水中ウォーキングは水の浮力によって、ひざに負担をかけずに足を動かせるので、ほとんど痛みを感じないはずです。そして有酸素運動と無酸素運動が同時にできることも、水中ウォーキングをお勧めする理由のひとつです。

有酸素運動は酸素を取り込みながら行う運動で、体脂肪を燃やす効果があります。肥満はひざ痛の直接的な原因ではありませんが、筋肉が少なく体脂肪が多い肥満の方は、ひざ関節が体重を支えきれていない可能性が大なので、ダイエットの必要があります。

一石二鳥の水中ウォーキング

体脂肪を減らすには有酸素運動が不可欠で、その点、水中ウォーキングはひざに負担をかけず、さらに水の抵抗を受けながら歩くことで、陸上でのウォーキング以上に短時間で効率よく体脂肪を減らすことができるのです。

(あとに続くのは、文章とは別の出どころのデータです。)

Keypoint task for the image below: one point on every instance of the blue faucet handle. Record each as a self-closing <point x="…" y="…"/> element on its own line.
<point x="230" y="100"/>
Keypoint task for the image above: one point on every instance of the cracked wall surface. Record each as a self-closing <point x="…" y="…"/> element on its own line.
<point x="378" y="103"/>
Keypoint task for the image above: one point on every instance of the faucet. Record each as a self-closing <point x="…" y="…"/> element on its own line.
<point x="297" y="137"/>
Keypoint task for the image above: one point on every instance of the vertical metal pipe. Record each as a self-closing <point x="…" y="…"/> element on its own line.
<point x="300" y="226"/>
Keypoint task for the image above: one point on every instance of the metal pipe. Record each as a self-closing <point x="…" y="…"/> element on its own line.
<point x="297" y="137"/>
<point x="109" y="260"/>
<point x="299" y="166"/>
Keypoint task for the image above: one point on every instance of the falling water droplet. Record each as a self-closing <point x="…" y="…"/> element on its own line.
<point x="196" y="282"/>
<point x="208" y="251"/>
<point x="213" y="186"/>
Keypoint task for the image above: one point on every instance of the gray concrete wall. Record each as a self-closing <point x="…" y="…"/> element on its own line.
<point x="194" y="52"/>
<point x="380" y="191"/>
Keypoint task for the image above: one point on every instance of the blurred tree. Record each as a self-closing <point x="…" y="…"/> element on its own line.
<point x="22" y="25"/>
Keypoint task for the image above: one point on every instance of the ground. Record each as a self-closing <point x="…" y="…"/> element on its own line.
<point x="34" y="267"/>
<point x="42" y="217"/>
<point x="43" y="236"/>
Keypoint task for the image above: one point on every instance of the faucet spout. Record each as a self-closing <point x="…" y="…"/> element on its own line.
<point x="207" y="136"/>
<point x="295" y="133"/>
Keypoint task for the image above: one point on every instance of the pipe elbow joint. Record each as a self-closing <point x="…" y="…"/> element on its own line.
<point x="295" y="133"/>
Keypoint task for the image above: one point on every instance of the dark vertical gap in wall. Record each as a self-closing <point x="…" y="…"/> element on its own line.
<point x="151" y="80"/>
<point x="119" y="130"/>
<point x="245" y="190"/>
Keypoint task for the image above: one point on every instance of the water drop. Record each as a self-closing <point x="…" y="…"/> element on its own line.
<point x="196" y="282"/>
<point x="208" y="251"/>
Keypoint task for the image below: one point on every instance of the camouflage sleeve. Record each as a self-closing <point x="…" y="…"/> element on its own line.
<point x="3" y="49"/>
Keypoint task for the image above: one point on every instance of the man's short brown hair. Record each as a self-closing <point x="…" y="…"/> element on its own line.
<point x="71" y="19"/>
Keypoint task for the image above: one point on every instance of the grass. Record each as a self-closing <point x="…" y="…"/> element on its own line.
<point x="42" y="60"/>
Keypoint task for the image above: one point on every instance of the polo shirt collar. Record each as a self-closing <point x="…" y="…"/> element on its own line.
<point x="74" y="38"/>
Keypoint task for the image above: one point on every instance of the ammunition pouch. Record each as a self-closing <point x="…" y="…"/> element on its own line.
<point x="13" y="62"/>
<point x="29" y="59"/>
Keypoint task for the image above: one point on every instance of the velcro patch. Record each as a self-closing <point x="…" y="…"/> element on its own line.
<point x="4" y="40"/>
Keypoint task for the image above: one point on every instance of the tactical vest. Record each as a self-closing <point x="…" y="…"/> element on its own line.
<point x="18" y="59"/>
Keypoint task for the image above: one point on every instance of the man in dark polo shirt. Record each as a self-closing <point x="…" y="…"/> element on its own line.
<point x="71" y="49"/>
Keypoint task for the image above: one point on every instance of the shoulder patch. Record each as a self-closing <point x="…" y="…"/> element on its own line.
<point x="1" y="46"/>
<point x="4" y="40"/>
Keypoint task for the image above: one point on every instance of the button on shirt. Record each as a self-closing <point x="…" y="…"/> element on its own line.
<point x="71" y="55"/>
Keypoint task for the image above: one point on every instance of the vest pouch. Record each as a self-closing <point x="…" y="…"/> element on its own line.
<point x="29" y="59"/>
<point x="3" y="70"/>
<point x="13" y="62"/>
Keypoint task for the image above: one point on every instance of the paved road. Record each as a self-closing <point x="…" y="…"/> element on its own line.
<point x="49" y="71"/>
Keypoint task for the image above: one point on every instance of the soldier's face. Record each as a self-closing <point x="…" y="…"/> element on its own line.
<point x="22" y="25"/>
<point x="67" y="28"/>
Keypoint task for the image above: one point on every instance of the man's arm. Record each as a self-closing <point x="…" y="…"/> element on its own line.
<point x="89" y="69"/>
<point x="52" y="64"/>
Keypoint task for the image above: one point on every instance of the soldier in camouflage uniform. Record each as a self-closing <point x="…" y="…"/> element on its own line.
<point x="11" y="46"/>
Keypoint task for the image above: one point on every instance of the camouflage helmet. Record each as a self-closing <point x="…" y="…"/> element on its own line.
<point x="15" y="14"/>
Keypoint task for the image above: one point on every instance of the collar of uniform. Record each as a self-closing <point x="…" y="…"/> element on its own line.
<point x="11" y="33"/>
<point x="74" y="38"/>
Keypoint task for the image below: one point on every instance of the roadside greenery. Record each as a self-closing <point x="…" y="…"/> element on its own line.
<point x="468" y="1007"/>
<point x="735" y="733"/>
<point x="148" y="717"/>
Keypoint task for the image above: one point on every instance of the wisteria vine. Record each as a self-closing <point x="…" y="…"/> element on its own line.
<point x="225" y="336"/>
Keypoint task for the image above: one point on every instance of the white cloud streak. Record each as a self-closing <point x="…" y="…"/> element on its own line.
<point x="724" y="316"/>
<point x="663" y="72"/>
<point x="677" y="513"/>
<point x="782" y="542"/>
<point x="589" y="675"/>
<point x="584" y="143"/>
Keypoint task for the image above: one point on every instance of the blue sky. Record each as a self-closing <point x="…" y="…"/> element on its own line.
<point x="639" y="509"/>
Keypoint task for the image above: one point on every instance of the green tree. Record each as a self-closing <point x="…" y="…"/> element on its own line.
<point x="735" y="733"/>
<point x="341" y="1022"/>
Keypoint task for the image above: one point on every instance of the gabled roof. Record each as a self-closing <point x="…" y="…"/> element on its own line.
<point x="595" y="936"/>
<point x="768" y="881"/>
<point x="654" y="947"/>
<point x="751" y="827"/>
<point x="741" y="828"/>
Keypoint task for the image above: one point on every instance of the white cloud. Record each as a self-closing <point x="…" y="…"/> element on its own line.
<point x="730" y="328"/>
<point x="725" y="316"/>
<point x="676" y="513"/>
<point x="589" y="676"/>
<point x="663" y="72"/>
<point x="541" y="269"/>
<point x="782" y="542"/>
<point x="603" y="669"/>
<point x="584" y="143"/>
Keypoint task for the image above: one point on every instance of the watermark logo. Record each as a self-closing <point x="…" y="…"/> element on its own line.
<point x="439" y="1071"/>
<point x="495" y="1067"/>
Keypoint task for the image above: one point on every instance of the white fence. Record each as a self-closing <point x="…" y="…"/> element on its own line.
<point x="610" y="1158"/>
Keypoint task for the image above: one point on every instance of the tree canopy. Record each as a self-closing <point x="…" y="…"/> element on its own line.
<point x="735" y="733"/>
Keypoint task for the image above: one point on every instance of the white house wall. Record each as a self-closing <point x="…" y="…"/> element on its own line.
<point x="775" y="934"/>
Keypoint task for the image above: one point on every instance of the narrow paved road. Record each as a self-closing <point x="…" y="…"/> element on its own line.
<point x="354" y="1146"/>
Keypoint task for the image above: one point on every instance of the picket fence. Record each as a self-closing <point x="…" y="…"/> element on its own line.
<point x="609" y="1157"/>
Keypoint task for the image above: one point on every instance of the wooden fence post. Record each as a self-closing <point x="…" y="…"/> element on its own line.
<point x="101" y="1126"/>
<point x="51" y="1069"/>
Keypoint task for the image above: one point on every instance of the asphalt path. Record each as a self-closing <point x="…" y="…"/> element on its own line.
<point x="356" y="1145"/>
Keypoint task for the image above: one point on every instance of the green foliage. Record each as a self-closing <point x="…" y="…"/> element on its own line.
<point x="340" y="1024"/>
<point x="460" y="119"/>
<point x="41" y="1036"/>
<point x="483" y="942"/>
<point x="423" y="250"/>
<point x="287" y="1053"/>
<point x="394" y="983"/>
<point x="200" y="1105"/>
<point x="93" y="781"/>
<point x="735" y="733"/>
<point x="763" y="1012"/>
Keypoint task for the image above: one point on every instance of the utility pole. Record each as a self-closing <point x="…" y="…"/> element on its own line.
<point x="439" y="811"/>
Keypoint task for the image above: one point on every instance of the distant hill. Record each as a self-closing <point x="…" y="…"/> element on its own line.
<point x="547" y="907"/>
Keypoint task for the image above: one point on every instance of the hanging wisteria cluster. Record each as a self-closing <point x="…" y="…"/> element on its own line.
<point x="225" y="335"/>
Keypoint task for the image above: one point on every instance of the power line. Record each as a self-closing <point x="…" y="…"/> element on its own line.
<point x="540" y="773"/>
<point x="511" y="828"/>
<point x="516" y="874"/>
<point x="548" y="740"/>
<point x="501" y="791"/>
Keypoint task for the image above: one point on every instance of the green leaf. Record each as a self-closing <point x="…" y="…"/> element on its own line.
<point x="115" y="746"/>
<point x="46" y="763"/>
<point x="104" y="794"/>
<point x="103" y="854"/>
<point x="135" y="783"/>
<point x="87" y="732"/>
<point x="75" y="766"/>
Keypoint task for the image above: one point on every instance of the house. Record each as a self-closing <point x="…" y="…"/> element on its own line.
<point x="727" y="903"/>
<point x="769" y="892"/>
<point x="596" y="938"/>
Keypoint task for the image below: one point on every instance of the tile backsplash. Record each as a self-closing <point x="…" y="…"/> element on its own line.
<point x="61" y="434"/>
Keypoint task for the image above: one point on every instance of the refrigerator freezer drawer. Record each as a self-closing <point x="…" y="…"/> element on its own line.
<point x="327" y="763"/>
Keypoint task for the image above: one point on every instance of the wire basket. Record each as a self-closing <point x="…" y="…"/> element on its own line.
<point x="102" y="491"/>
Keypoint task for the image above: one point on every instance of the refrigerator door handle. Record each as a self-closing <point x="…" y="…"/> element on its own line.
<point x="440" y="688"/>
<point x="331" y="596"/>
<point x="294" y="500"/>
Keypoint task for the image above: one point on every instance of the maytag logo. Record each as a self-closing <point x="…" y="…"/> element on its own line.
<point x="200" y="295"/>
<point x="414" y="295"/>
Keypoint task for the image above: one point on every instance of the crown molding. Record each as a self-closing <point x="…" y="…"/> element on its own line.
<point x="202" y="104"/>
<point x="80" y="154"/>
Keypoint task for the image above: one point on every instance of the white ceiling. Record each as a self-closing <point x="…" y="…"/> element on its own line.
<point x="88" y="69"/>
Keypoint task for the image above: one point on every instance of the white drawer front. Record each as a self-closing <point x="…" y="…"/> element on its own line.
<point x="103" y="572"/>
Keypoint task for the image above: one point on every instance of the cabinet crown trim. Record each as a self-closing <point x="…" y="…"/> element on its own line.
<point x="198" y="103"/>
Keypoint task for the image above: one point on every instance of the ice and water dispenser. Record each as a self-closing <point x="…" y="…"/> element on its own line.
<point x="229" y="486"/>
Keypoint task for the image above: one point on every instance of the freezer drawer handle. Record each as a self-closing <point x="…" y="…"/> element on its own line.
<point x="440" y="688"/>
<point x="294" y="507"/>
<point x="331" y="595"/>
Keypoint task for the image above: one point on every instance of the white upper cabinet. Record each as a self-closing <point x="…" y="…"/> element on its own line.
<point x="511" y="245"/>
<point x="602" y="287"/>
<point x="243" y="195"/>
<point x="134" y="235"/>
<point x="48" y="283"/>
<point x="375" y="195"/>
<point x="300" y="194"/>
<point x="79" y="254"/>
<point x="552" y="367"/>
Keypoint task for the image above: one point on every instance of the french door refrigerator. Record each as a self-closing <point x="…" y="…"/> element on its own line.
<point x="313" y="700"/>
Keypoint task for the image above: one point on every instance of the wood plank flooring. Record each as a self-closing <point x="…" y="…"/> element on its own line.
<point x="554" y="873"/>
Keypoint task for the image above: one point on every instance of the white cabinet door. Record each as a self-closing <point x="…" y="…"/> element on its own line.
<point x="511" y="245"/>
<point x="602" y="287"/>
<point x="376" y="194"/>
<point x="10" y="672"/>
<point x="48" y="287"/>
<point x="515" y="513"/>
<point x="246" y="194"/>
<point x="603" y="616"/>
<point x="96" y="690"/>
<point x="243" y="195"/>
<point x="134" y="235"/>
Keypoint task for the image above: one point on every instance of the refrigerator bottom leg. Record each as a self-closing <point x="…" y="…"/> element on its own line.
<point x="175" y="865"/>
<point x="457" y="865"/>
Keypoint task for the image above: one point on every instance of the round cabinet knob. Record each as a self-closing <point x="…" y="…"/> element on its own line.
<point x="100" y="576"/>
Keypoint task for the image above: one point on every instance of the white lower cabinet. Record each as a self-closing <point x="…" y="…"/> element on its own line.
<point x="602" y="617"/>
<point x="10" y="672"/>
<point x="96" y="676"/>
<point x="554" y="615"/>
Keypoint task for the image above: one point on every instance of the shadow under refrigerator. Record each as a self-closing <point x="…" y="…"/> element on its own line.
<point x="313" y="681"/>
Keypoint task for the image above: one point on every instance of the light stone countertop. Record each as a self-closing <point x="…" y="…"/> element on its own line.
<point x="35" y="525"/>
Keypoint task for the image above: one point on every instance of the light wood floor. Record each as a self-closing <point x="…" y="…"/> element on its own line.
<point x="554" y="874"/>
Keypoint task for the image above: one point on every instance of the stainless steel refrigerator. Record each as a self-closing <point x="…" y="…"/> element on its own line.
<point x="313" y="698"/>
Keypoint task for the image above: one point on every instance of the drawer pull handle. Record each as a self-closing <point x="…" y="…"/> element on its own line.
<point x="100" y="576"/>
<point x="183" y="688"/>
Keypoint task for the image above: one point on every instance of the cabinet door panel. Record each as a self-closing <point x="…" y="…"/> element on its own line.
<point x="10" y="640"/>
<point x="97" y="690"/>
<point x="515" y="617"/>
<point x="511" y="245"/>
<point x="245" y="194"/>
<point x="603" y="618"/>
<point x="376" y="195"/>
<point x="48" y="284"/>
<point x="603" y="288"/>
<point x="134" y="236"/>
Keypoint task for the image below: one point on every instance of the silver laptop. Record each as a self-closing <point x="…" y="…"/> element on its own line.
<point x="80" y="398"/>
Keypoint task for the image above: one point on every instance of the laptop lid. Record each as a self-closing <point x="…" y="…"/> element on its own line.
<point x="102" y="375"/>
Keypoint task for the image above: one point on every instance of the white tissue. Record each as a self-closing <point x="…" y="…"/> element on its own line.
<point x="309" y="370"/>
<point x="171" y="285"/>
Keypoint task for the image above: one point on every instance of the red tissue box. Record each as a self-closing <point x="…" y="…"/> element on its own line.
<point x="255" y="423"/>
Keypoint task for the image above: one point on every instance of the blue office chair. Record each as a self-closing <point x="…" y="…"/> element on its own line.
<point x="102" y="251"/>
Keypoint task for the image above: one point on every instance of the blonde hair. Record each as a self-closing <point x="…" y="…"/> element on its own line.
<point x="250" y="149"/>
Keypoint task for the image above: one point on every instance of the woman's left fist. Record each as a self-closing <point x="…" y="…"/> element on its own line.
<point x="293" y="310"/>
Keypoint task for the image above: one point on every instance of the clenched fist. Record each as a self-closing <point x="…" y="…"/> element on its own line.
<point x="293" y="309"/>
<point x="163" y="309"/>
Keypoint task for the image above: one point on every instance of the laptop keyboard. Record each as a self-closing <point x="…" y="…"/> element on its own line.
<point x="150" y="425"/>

杉本和隆『痛みがすーっと消える 魔法のひざ体操』(幻冬舎)

一方で無酸素運動は、短時間に強い力を出して筋肉をつける運動です。陸上でいえば短距離走やバーベルを使った筋力トレーニングで、酸素を使わずに筋肉を収縮させるエネルギーを作ることから、こう呼ばれています。

水中を歩くときは、水の抵抗があるために、ももを上げないで歩くことは不可能です。骨盤から脚のすべての筋肉を使って足を持ち上げないと、前に進むことができません。とくにももを上げる動きが大腿四頭筋に強い負荷をかけます。

市区町村やスポーツクラブなどのプールでも、ひざ痛の方が多く水中ウォーキングを行っており、場所によっては専用レーンが設けられています。

同じ仲間ができれば運動も楽しくなり、継続につながります。そういった意味も含め、私はひざ痛の方には水中ウォーキングをお勧めしています。